C’est l’une des questions les plus polémiques du débat politique allemand: faut-il interdire le Parti national-démocrate (NPD), le parti d’extrême-droite du pays? Selon un sondage paru fin 2011, trois Allemands sur quatre étaient favorables à une telle interdiction. Mais si le parti néonazi n’a jamais réussi à envoyer des députés au Bundestag depuis sa création en 1964, il fait bel et bien partie du paysage politique du pays et une procédure d’interdiction a été rejetée en 2003 par la Cour constitutionnelle allemande de Karlsruhe.
Ce lundi 3 septembre, le Spiegel rapporte que les autorités allemandes ont rassemblé un dossier de plus de 1.000 pages pour tenter de démontrer que le NPD représente un danger réel pour la démocratie, une condition nécessaire pour que la Cour européenne des droits de l’Homme valide une interdiction.
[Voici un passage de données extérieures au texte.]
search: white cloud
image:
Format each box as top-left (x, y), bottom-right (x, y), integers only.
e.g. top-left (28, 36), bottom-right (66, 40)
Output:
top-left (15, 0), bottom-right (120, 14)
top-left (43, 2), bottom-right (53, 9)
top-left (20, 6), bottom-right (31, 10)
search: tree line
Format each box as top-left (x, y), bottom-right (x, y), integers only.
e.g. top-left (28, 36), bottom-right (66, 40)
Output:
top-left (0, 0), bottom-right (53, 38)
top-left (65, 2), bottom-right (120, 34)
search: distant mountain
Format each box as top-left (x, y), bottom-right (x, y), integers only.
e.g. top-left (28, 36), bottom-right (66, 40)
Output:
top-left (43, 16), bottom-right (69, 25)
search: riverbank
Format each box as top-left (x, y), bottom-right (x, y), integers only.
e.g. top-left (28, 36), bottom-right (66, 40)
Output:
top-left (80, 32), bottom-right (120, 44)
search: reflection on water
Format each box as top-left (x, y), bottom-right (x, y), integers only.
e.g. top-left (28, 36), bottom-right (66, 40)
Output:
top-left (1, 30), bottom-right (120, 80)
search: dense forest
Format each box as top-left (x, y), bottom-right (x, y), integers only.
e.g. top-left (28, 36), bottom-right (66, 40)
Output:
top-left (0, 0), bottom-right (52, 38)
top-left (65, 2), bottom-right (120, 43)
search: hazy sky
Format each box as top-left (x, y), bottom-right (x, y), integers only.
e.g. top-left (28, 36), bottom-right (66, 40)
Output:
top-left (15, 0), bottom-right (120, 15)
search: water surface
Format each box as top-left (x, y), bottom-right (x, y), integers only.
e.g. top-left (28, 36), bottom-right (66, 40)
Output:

Le journal s’est procuré le document, qui montre les dérives antisémites et racistes du parti et sa glorification des nazis, et qui «pourrait bientôt être à la base d'une décision pour tenter une nouvelle fois d’interdire» le parti.
Malgré les efforts du NPD pour prendre ses distances avec la NSU, une cellule néonazie tenue responsable de l'assassinat de neuf immigrants turcs et grecs en Allemagne entre 2000 et 2006, le document pointe la nature violente du discours des cadres du parti et rassemble plusieurs exemples de menaces proférées par ceux-ci. Il montre aussi les affinités du parti avec l’héritage d’Adolf Hitler, compilant les déclarations négationnistes et antisémites de certains membres, ce qui pourrait finir de convaincre les juges de Strasbourg du bien-fondé d’une interdiction.
La classe politique allemande reste néanmoins divisée sur la question, et rien ne dit qu’une nouvelle procédure sera lancée. Un nouvel échec donnerait en effet encore plus de légitimité au NPD. L’initiative est pour le moment portée par les ministres de l’Intérieur et les gouverneurs des différents Länder, qui essayent maintenant d’obtenir un soutien au niveau fédéral. La chancelière Angela Merkel ne s’est, «comme à son habitude» selon le Spiegel, pas encore clairement prononcée sur le sujet.